Up until now, Jokers of the Scene have mostly held court in their native Toronto, playing to a smallish army of fish-eyed rave kids. Their boutique stardom is beginning to bear fruit: JOT5 makes a poised transition from the dance floor to the studio, packing a scintillating amount of musicianship in its five tracks. Same goes for accompanying remix EP JOT5 RMXD, where Vancouver club hounds Babe Rainbow decorate "Killing Joke I" in symphonic keyboard tones.
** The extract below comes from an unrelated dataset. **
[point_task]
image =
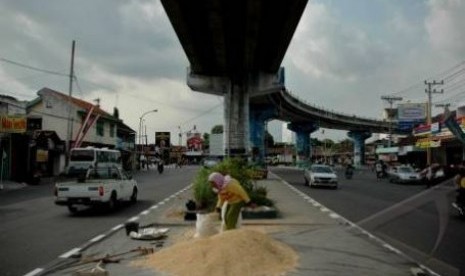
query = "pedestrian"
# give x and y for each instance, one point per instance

"In Order to Trance" dips into the gothic ache of London's Factory Floor. The bone-chilling "Organized Zounds" is as close an approximation to the sound of metal against metal as one can conceive; the darting underwater synths of "Black Mountie" could soundtrack the climax to a Paul Greengrass film. This strand of physical, percussive electronic music has found acclaim largely on the back of more popular groups (again, see Factory Floor), but Jokers of the Scene render it personal, straddling the line between elation and melancholy like an introvert with pre-party jitters. Who knows? They might be the next BNM inductees. (Fool's Gold)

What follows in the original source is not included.